Hirosaki Park, in the southwest section of Aomori prefecture, is a public park containing the famous Hirosaki Castle ruins. Most of the original parts of the castle, which was built in 1611, have been beautifully preserved, and the castle tower, wooden stage, and gate have all been appointed important cultural properties. The grounds of the park enclose 2,600 cherry trees of fifty different varieties, and the view is so spectacular that the park has been designated as one of the top 100 locations for cherry blossom viewing in Japan. Wander through cherry blossom tunnels, admire the petal-filled moats from your own rented rowboat, and pay a visit to the Hirosaki Castle Botanical Garden and Gokoku Shrine while you’re in the park. Nighttime visitors are treated to a vision of illuminated trees for a hauntingly beautiful sight.

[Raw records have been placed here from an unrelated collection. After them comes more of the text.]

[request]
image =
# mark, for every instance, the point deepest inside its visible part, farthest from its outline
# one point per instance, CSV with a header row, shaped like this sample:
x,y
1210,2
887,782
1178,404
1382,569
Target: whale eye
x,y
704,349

Also known as one of the top 100 cherry blossom sights, this park additionally has the honor of being one of the three most beautiful hanami sites in northern Japan. Old Somei Yoshino trees, over 90 years old, are aligned in a row extending for about a mile creating a picturesque canopy to walk under. With a carpet of cherry blossom petals beneath your feet, you won’t forget this visit in a hurry. The park is 724 acres, and in addition to the Somei Yoshino trees, features 10,000 cherry trees of 150 varieties. The trees blossom at different times during the season, finishing with the Beni Yamazakura in early May. Visitors may view the blossoms along the Kitakami River from the Jingaoka Hills within the park or even hop on a riverboat cruise to relax and enjoy the view. You’ll also sail under the 300 carp streamers which are hung every year and dance beautifully in the wind.
Located in the city of Hakodate, Goryokaku Park is considered one of the best places to view cherry blossoms in the city. Goryokaku Park also houses the Goryokaku, which was originally a fort and uniquely designed in the shape of a five-sided star; it has been declared a Special Historic Site. Within the park are 1,600 cherry trees, including Somei Yoshino and Yaezakura which usually come into full bloom in late April and last through May. The trees are planted along the moat and the inside of the star-shaped castle wall ruins. Visitors may enjoy a leisurely viewing of the blossoms as they relax on a boat ride along the moat. The trees are also illuminated at night to extend your viewing pleasure. While in the park, you can also view the Hakodate City Museum which is housed there, as well as climb the observation tower where you can catch an aerial view of the fort and the blossoms.
One of the most popular cherry blossom spots, attracting over 1 million tourists each year is Kakunodate (also known as Little Kyoto), a scenic town that is listed as one of the three famous cherry blossom spots of Michinoku. The town is famous for its light pink Shidarezakura or weeping cherry trees, some of which are over 200 years old, with 162 of them being considered Natural Monuments of Japan. Kakunodate was originally a castle town and home to samurai warriors, so there are many historic buildings to explore as you wander about the cherry blossoms blooming all around you. Just a five-minute walk from the town, you’ll reach the banks of the Hinokinai River, a popular walking spot that is also known as the Sakura Mile. During the spring season, over four hundred of these weeping cherry blossom trees form a stunning tunnel that stretches two kilometers making this a perfect spot for strolls along the river.